Update, 11 a.m. Thursday: Secretary of State Maggie Toulouse Oliver has made a referral to Attorney General Hector Balderas to investigate these matters.

“All county officials take an oath to uphold the constitution and laws of New Mexico,” Toulouse Oliver said. “The Commissioners in Otero County have violated the public’s trust and our state laws through their recent actions and must be held accountable.” 

SANTA FE, N.M. — The New Mexico Supreme Court issued a writ of mandamus Wednesday against the Otero County Commission for certification of 2022 primary election returns.

The Court granted a petition by Secretary of State Maggie Toulouse Oliver for the writ of mandamus.

The Otero County Commission is ordered to comply and “meet to approve the report of the canvass of the returns and declare the results” of the 2022 primary election by this Friday, June 17.

New Mexico Secretary of State Maggie Toulouse Oliver released the following statement in response:

“I applaud the Court for their swift decision in granting my Office’s request to compel the Otero County Commission to follow their constitutional duties and duty under the Election Code to certify the results of the 2022 Primary Election.
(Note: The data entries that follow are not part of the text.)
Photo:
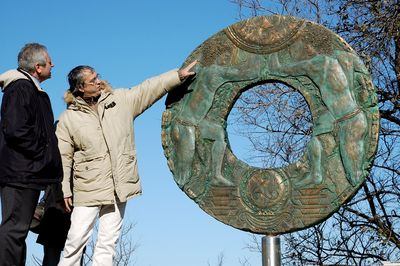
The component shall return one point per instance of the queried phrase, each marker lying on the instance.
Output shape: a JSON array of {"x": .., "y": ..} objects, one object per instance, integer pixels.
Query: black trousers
[{"x": 17, "y": 208}]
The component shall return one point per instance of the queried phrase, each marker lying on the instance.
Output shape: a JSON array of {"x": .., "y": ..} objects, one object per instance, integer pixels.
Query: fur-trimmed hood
[{"x": 69, "y": 98}]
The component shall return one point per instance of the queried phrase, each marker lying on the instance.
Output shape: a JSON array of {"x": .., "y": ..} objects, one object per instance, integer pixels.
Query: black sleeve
[{"x": 19, "y": 119}]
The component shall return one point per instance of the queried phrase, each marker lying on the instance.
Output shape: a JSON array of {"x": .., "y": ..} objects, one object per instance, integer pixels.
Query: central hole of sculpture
[{"x": 269, "y": 125}]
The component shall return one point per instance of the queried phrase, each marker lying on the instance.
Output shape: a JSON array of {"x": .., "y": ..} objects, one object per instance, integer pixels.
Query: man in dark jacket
[{"x": 29, "y": 155}]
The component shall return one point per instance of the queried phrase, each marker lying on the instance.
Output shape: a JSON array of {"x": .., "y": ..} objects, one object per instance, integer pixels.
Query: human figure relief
[
  {"x": 334, "y": 77},
  {"x": 192, "y": 116}
]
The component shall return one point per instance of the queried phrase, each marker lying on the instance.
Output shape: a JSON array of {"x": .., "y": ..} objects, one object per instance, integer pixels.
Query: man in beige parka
[{"x": 96, "y": 142}]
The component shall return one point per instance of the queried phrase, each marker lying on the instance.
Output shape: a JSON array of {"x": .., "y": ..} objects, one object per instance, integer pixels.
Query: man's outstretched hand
[{"x": 186, "y": 72}]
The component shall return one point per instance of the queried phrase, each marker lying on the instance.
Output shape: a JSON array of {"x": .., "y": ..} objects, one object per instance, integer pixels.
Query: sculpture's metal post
[{"x": 271, "y": 251}]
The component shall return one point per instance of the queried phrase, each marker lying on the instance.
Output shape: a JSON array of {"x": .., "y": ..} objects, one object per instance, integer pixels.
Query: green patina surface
[{"x": 340, "y": 95}]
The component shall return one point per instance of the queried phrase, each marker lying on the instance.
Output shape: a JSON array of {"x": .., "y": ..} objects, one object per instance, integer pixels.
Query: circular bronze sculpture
[{"x": 340, "y": 95}]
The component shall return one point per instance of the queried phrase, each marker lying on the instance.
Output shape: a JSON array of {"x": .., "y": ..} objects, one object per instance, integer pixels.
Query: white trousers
[{"x": 83, "y": 220}]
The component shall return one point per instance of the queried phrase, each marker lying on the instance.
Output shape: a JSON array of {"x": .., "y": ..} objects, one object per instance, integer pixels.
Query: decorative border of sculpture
[{"x": 339, "y": 92}]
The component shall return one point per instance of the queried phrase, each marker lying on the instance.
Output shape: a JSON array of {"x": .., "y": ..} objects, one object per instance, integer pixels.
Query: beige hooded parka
[{"x": 97, "y": 148}]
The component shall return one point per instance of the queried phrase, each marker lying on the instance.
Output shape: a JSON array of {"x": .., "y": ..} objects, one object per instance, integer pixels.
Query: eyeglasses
[{"x": 94, "y": 80}]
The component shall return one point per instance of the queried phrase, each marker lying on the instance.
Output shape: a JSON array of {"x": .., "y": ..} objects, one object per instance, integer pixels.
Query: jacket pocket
[
  {"x": 89, "y": 174},
  {"x": 130, "y": 167}
]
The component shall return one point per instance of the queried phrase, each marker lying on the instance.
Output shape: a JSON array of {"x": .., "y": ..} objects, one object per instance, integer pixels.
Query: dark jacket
[{"x": 28, "y": 145}]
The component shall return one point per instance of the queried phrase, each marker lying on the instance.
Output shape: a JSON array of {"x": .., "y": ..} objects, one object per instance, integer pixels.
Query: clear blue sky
[{"x": 127, "y": 42}]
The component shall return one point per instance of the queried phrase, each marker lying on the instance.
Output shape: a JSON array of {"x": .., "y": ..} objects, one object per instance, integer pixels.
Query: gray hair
[
  {"x": 76, "y": 77},
  {"x": 30, "y": 55}
]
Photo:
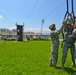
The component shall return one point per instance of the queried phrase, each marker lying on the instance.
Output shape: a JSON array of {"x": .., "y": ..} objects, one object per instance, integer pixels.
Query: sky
[{"x": 32, "y": 12}]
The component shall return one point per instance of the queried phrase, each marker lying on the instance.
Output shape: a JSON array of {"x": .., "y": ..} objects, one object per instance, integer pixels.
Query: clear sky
[{"x": 31, "y": 12}]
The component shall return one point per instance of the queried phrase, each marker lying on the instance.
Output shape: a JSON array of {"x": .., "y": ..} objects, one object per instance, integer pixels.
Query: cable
[
  {"x": 5, "y": 17},
  {"x": 32, "y": 9},
  {"x": 54, "y": 10}
]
The voters and candidates of Otero County can now be assured that their voices will be heard in full. Though it was sad to see the Commission give in to discredited conspiracy theories and try to halt the legal process of election certification, it’s encouraging to know that the rule of law prevailed and that the checks and balances in our system of government remain strong.” 

The unprecedented move could throw the state’s overall primary election certification process into disarray, as well as delay recounts in close contests and the placement of candidates on the general election ballot.

Counties in New Mexico double as a canvassing board and must certify those results before they can be sent to a state canvassing board, and winners of the primary can be placed on the November ballot.

The commission at a special meeting Monday opted not to grant the request of their county clerk’s office to certify primary results, citing unsubstantiated claims made by former President Donald Trump and many of his supporters that the machines are vulnerable to hacking and could have changed votes.

Federal and state officials, as well as Dominion, have refuted the claims repeatedly.

County Commissioners Gerald Matherly and Vickie Marquardt did not return calls requesting comments on the decision, and it is not known if they plan to meet before Friday’s deadline.

Couy Griffin, who represents District 3 on the commission, indicated he will not comply. 

“I guess if I had a position, it is just that I am going to hold my ground on this deal,” said Griffin. 

This Friday, the Cowboys for Trump founder is expected to be sentenced on a federal charge related to the Jan. 6, attack on the U.S. Capitol. He maintains that in holding his ground, he is reflecting his constituents in the heavily conservative rural county.

“The people of my county have concerns, as well as I do, and all we are doing is just trying to investigate those concerns,” Griffin said.

Commissioners say they want the county to do a hand tally of each of the 7,371 ballots cast in the primary to ensure they match the number recorded in the machines. At the Monday meeting, they asked the county attorney to request an order from a district judge to access the ballot boxes in order to do so.

Toulouse Oliver said hand counts are not allowed under New Mexico state law and election code, unless there is a specific discrepancy found.

“The bottom line is that the county commission doesn’t have any authority over the voting machines. We have a legal process that has been followed to the letter here in New Mexico,” she said.

In addition to requesting that the state Supreme Court intervene, Toulouse Oliver said her office has also made a criminal referral to the office of the New Mexico Attorney General against the commissioners.  

“The election code is very clear, it is very plain as to what the duties of what the county commission are in this case and they have actively chosen not only to not do them, but also to engage in other official acts which are in violation of the election code,” she said.

Such acts include votes by the commission, on June 9,  to remove the two state mandated ballot drop boxes in the county, discontinue use of the Dominion vote counting machines, and do hand recounts of ballots in their elections, all of which they are not authorized to do under state law.

Should the commissioners not certify the results, Toulouse Oliver said it is unclear what happens next.

“The reality is we are in completely uncharted territory here. We’ve never had a situation like this where a county commission in its function as a county canvassing board has declined to undertake their statutory obligation,” she said.